Francuzi chcą kupić śląski cukier

Katarzyna Kozińska
opublikowano: 1999-09-09 00:00

Francuzi chcą kupić śląski cukier

BYŁ POMYSŁ: Adam Sebzda, prezes Śląskiej Spółki Cukrowej, chciał utworzyć z cukrowni trzy regionalne grupy, które funkcjonowałyby jako spółki akcyjne. fot. ARC

W piątek rozpocznie się prywatyzacja Śląskiej Spółki Cukrowej, jedynego z czterech krajowych holdingów cukrowych, który zostanie sprzedany inwestorowi w całości. O cukrownie z tej grupy powalczą dwaj znaczący inwestorzy zagraniczni: francuska grupa Saint Louis Sucre oraz niemiecki koncern Sźdzucker.

W piątek Ministerstwo Skarbu Państwa ma ogłosić przetarg na sprzedaż akcji Śląskiej Spółki Cukrowej. W ten sposób rozpocznie się prywatyzacja ostatniej grupy cukrowni działających w holdingach cukrowych. Skarb Państwa zdecydował, że spółka śląska — jako jedyna z czterech spółek cukrowych — zostanie sprzedana w całości. W opinii inwestorów zagranicznych zainteresowanych prywatyzacją krajowych cukrowni, jest to największa zaleta tej prywatyzacji. Za jednym zamachem inwestor przejmie bowiem 16 cukrowni, podczas gdy pozostałe holdingi przekształcane są w grupach regionalnych.

Niemcy kontra Francuzi

Swojego zainteresowania śląskimi cukrowniami nie ukrywają inwestorzy, którzy do tej pory jeszcze nie kupili w Polsce żadnego zakładu. Dlatego zależy im na przejęciu od razu16 fabryk. Udział w przetargu zadeklarowała już francuska grupa Saint Louis Sucre. Prawdopodobnie ofertę złoży też inny francuski koncern — Erydania Beghin Say i niemiecki Pfeifer und Langen, który kilka miesięcy temu kupił od holdingu Cukrownię Głogów.
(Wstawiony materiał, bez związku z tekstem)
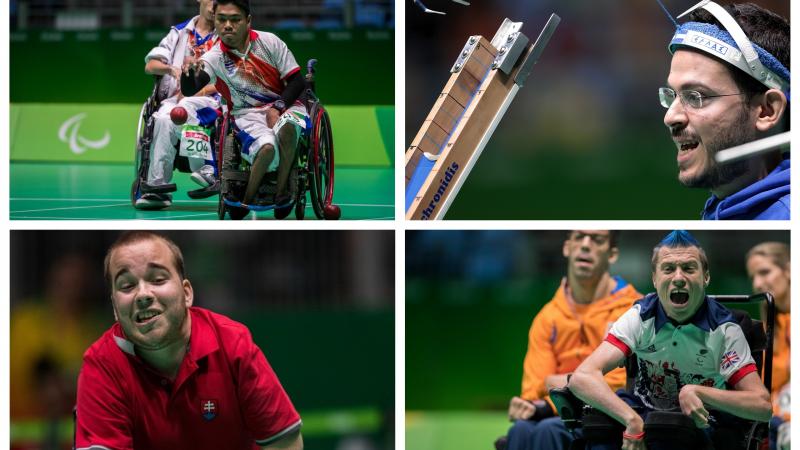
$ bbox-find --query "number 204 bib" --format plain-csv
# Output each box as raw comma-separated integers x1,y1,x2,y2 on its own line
179,125,213,160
Jednak obserwatorzy rynku cukru spodziewają się, że w finale negocjacji o Śląsk Saint Louis Sucre będzie rywalizować z potężnym niemieckim koncernem spożywczym Sźdzucker.

Pewni swego

Szefowie francuskiej spółki są pewni poparcia ze strony plantatorów i pracowników cukrowni śląskich. Twierdzą, że Niemcy są znani z radykalnych posunięć wobec załóg restrukturyzowanych cukrowni.

Inwestorzy nie chcą ujawnić, ile dokładnie skłonni są zapłacić za śląskie cukrownie. W przypadku innych zakładów jest to średnio ponad 3,1 tys. zł za każdą tonę kwoty cukrowej. Wlicza się w to już wartość wynegocjowanych pakietów.